This time my question is related to Ramsey number $R(4\ 4; 3) = 13$.

**DEFINITIONS:** Functions $c : \binom X3\rightarrow \{0\ 1\}$ are called 2-colorings of triangles in $X$. The $4$-element subsets $A\subseteq X$ are called tetrahedra. Each 2-coloring $c$ of triangles induces $(\alpha\ \beta)$-coloring of each tetrahedron $A$, where
$$\beta := \sum_{T\subseteq A,\ |T|=3}\ c(T)\quad\quad\quad \alpha := 4-\beta$$

A 2-coloring of triangles is called *lively* $\Leftarrow:\Rightarrow$ there are no tetrahedra which have all four walls painted in the same color, i.e. when no tetrahedron has coloring of type $(4\ 0)$ or $(0\ 4)$. Integer $n\ge 5$ is called *lively* $\Leftarrow:\Rightarrow$ an (hence any) $n$-element set admits a lively 2-coloring.

**QUESTION:** Let $n\ge 5$ be an arbitrary lively integer. What is the minimal number $m:=m_{22}(n)$ for which there exists a 2-coloring of triangles in an $n$-element set such that no tetrahedron has all four walls of the same color, and there are exactly $m$ tetrahedra with $(2\ 2)$-coloring.
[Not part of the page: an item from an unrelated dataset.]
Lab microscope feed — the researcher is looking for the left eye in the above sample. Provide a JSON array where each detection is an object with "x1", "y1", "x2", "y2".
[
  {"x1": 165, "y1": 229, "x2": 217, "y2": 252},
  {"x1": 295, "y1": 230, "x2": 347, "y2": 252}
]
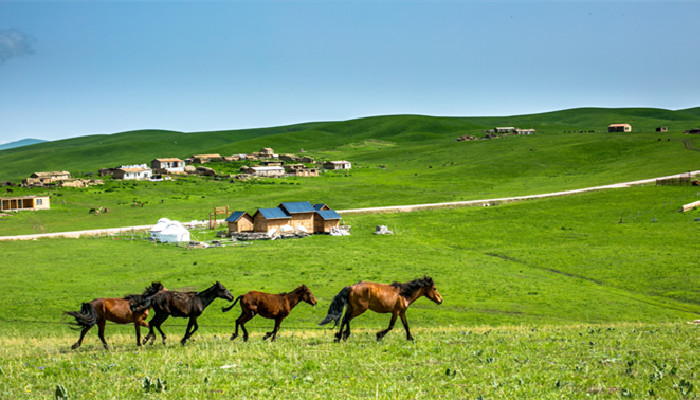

**MOTIVATION:** I want to estimate anew $R(4\ 4; 3)$, from scratch, ignoring the fact that this Ramsey number is perfectly known--it was obtained after years of effort by some mathematicians and computer scientists assisted by computers. So far, my last partial result listed below helped me to obtain only $R(4\ 4; 3) \le 17$.

**A PARTIAL RESULT**:

- $m_{22}(5) = 1$
- $m_{22}(6) = 3$
- $m_{22}(n) \ge \lceil\frac 15\cdot\binom n4\rceil$ for every lively $n=5\ 6\ 7\ 8$
- $m_{22}(n) \ge \lceil\frac {13}{63}\cdot\binom n4\rceil$ for every lively $n=9\ 10\ 11\ \ldots$

**REMARK** Lively integers are simply integers in the range $5\ldots R(4\ 4;3)$--but I pretend that I have no a priori information about this Ramsey number. I am computing it from scratch.